Healthy boundaries are those that enable us to test or engage our experiences, and not retreat behind a wall of fantasy or wishes. Healthy boundaries enable us to take responsibility for what we are truly responsible for, our own happiness, not the happiness of others we are trying to rescue. Healthy boundaries are flexible, yes, but strong. In the wonderful phrase of psychologist John Stibbs, healthy boundaries enable us to "flourish in our own uniqueness." Healthy boundaries allow us to let others triumph or fall on their own terms. Healthy boundaries allow us not to beg our self-esteem from others. They keep us from turning hugs into blessings, or friendship into trophies. They help us to face manipulation or control in a relationship, and to confront it and not let it continue. Healthy boundaries enable us to join with others to find solutions to problems, so we don't carry the whole world on our back. They help us build trust in ourselves and in others, and to generate good self-images without having to beg such things from others. Healthy boundaries are where we begin and where we leave off, in Bolt's beautiful words.

Love is still love, compassion is still compassion, and communion with others is the source of so much joy and gladness in life. But I am here to say that the agency called the boundary can also be a great source of joy, great joy. And for communities of women and men and children, like this one, boundaries are our safety, our structure and our dignity. And I cannot pray for this community anything more wonderful than that.

Litany: [Next][back to top]

Yes to the breathing that keeps us alive.
Yes to the clouds lit by the noon sun.
Yes to autumn gourds and fresh apples.
Yes to children's laughter and play.
Yes to the dream of lions reclining with lambs.
Yes to telling the truth.
Yes to each other, always, with boundaries.
No to the lack of breathing that signs our fears.
No to the false guilt which pulls us down.
No to the rattling of sabers, & hissing of threats.
No to denial and songs left unsung.
No to excuses for why cruelty is necessary.
No to the twisting of truths.
No to assumptions and presumptions.
Yes to life, its joys and sorrows,
its disappointments and recovery,
its beauty and brokenness,
all touched by you, O Love,
our best end and best means.

Blessing: [back to top]

Since the Nobel Prizes were given this week, I want to bless us with words from two winners:  Kertesz Imre, Literature Prize, and Jimmy Carter, Peace Prize.

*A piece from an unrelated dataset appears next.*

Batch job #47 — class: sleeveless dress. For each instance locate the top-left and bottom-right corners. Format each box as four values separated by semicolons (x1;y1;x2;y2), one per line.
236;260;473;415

from Kertesz Imre's novel Fateless:

"If there is such a thing as fate, then there is no freedom…if there is freedom, then there is no fate. At that moment, I stopped to take a breath, and knew that WE OURSELVES are fate."

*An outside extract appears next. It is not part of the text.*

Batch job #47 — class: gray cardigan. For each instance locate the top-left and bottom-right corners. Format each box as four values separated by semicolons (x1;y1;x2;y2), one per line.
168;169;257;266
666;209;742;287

Jimmy Carter, in his Nobel Acceptance, offered these remarkable words:

"People everywhere share the same dream of a caring international community that prevents war and oppression. During the past two decades, my concept of human rights has grown to include not only the rights to live in peace, but also to adequate health care, shelter, food, and to economic opportunity."

Amen to that.

So, having heard these words, I bless you this way: As we say yes and mean yes, as we say no and mean no, we slowly earn our freedom to become the fate of the world. And thus, coming to know where we begin and where we leave off, may we together insist on a world of peace and justice for all people on earth, beginning with ourselves. Amen.